Kanun kitabındaki ikili seçenekler o an verdiğiniz kararın etkisini tüm oyun boyunca yaşamanızı sağlıyor. Örneğin ölüler için mezarlık kurmaya karar verirseniz ‘cesetlerden kurtulma’ seçeneği kapanıyor. Cenaze törenleri, sevdiklerini uğurlama fikri falan umut arttıran bir şey ama bu sefer de organ nakli şansınız kalkmış oluyor. Hatta oyunun Umuda en çok darbe vuran kararlarından biri de var burada, cesetleri gübre olarak kullanmak. Seçtiğiniz kanunlar ve bunları uygularken yaptığınız zamanlama oyundaki her şeyi etkiliyor.
Her ne kadar istediğim ölçüde zoom yapamamış olsam da oyunun grafiklere gösterdiği özeni takdir etmek lazım. İnsanların görev yerlerine giderken karda bıraktığı izler, yeniden kar yağdığında bu izlerin ağır ağır kapanması, jeneratörün etkisiyle ortaya çıkan buharlar, sıcak ile -40 derece soğuğun birleştiği anlardaki görsel detaylar falan cidden olağanüstü. Yalnızca o da değil, örneğin yalnızca bir evin duvarlarındaki karlara veya buzlara zoom yaparak bile o evin ısınıp ısınmadığını anlayabiliyorsunuz. Ekranın kenarlarındaki buz efekti, havanın ani soğumasıyla ekranın da buzlanması falan çok iyi düşünülmüş detaylar. Tam yaz sıcağında oynamalık bir oyun yani. Ancak oyunun iyi optimize edilmiş olduğunu söylemek güç, bazı yerlerde ani fps düşüşleri ve oldukça artan fan hızlarıyla karşılaştım. Bunlar çok sık gerçekleşmiyor belki ama yine de dikkat dağıtıyor işte.
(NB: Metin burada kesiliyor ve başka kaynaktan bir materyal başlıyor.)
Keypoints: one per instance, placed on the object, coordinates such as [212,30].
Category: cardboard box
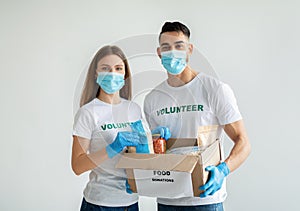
[170,175]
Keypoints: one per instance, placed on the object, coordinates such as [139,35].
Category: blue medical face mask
[110,82]
[174,61]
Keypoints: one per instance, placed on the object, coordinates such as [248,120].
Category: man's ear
[190,49]
[158,52]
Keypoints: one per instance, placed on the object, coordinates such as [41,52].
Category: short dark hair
[175,26]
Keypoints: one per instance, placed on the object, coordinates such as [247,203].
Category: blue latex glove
[128,189]
[163,131]
[217,175]
[138,128]
[122,140]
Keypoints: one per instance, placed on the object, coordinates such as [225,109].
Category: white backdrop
[45,46]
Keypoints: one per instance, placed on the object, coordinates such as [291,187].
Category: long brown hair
[91,88]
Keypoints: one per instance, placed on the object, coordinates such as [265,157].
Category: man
[214,104]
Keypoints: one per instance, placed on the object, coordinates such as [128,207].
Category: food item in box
[208,134]
[190,150]
[159,144]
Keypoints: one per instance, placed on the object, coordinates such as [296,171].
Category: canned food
[159,144]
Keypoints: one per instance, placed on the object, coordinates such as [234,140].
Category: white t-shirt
[203,101]
[100,122]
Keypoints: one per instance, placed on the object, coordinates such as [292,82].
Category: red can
[159,144]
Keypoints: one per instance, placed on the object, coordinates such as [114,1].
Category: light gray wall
[45,47]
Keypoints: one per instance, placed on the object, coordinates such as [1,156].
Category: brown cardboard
[194,165]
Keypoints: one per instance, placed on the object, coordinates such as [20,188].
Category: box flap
[181,142]
[170,162]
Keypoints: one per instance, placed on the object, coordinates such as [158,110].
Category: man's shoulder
[209,82]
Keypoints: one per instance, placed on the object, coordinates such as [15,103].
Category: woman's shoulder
[130,104]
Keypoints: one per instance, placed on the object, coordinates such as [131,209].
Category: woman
[102,130]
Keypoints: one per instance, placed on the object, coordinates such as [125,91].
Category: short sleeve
[83,124]
[225,105]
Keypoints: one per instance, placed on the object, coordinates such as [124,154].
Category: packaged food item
[159,144]
[189,150]
[208,134]
[131,150]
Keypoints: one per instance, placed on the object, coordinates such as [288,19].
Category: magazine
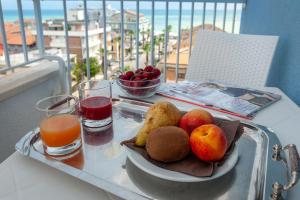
[242,102]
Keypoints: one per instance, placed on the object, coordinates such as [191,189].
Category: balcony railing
[217,6]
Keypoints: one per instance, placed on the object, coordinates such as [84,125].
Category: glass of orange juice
[60,128]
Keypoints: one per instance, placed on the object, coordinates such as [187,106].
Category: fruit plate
[104,163]
[159,172]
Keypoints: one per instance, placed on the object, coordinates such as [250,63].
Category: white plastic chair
[242,60]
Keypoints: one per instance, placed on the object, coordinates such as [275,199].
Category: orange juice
[60,130]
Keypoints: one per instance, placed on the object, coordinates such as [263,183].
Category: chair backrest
[243,60]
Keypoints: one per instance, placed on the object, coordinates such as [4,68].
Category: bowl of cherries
[142,83]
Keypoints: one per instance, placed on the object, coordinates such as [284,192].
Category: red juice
[96,108]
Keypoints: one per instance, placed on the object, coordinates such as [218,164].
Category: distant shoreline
[11,15]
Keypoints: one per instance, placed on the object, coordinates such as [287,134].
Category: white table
[24,178]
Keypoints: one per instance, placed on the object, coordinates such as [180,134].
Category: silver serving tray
[103,162]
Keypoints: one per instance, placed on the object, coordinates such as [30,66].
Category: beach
[160,15]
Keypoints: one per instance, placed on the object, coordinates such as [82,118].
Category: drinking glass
[95,104]
[60,128]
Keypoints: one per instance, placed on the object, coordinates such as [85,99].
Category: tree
[118,40]
[80,69]
[131,34]
[101,54]
[158,40]
[143,32]
[169,29]
[147,49]
[148,31]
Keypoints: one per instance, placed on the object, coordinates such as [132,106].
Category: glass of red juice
[95,105]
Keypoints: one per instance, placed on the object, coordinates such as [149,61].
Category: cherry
[129,74]
[138,71]
[148,68]
[123,77]
[156,72]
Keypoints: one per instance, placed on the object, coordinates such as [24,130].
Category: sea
[160,16]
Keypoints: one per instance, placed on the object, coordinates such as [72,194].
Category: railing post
[166,40]
[178,41]
[39,27]
[152,33]
[104,40]
[203,15]
[224,17]
[215,15]
[137,40]
[122,35]
[192,28]
[86,30]
[67,44]
[23,34]
[4,40]
[233,20]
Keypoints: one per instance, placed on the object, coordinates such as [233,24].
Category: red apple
[156,72]
[194,119]
[208,142]
[148,68]
[129,74]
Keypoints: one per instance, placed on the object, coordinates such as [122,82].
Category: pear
[159,114]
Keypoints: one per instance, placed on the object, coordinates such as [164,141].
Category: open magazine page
[243,101]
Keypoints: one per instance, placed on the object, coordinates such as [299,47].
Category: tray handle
[294,169]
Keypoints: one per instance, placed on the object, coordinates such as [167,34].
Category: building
[183,52]
[54,34]
[14,39]
[129,21]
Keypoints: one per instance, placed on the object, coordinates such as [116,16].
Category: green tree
[147,49]
[158,40]
[143,32]
[101,54]
[131,34]
[118,40]
[80,69]
[148,31]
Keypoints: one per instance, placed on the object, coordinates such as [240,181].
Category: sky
[55,4]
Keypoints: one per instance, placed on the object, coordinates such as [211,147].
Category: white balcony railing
[40,31]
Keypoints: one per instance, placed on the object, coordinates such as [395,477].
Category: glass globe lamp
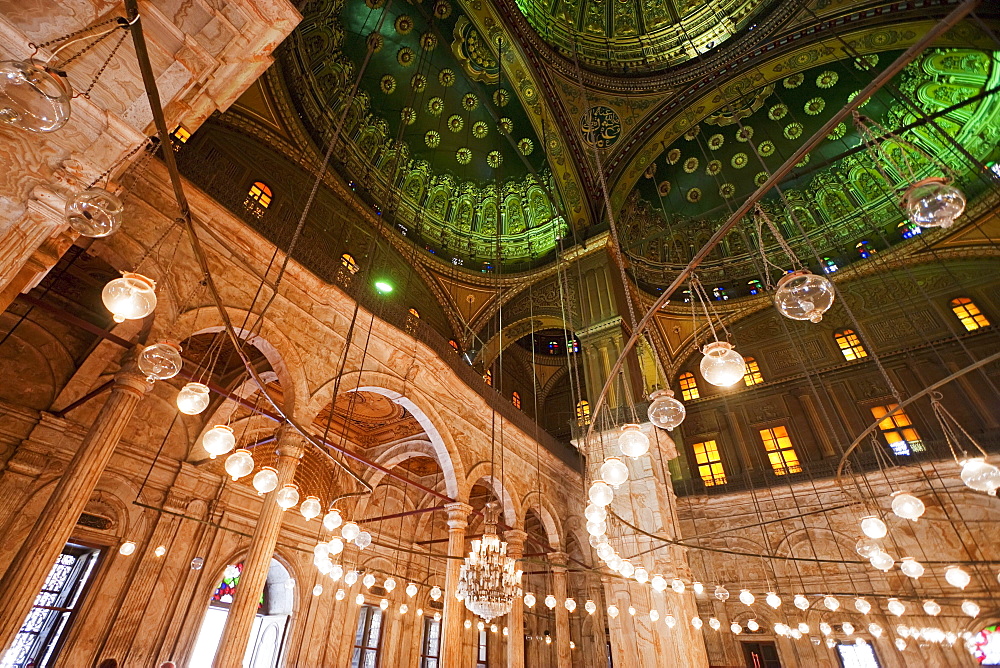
[866,547]
[911,567]
[600,493]
[33,97]
[980,475]
[239,464]
[664,411]
[632,442]
[311,507]
[193,398]
[907,506]
[614,471]
[873,527]
[160,361]
[882,561]
[266,480]
[595,513]
[350,531]
[332,520]
[802,295]
[94,212]
[131,297]
[956,576]
[218,440]
[722,366]
[287,496]
[933,202]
Oyun size içinde bulunduğunuz imkansız koşulları yaşatmakta inanılmaz başarılı. Tam manasıyla bir simülasyon oyunu bu. Öğrenme eğrisi biraz sert olsa ve oyunda resmen mutlu bir son olduğunu düşünmeseniz bile deneyimin kendisi oldukça güzel. Dinamik hikayesi, kaşiflerinizin dış dünyada keşfettiği yerlerin doğrudan oyuna ve hikayeye olan etkisi oldukça iyi ayarlanmış. Dolayısıyla sizi sonuna kadar zorlayan oyunları seviyorsanız Frostpunk’ın yaşatacağı mücadeleye bayılacaksınız. Ancak oyunun mekaniksel olarak kendini tekrarladığını da söylemem lazım, bitirdikten sonra farklı şeyler denemek üzere tekrar tekrar oynamak ister misiniz ona gerçekten emin değilim.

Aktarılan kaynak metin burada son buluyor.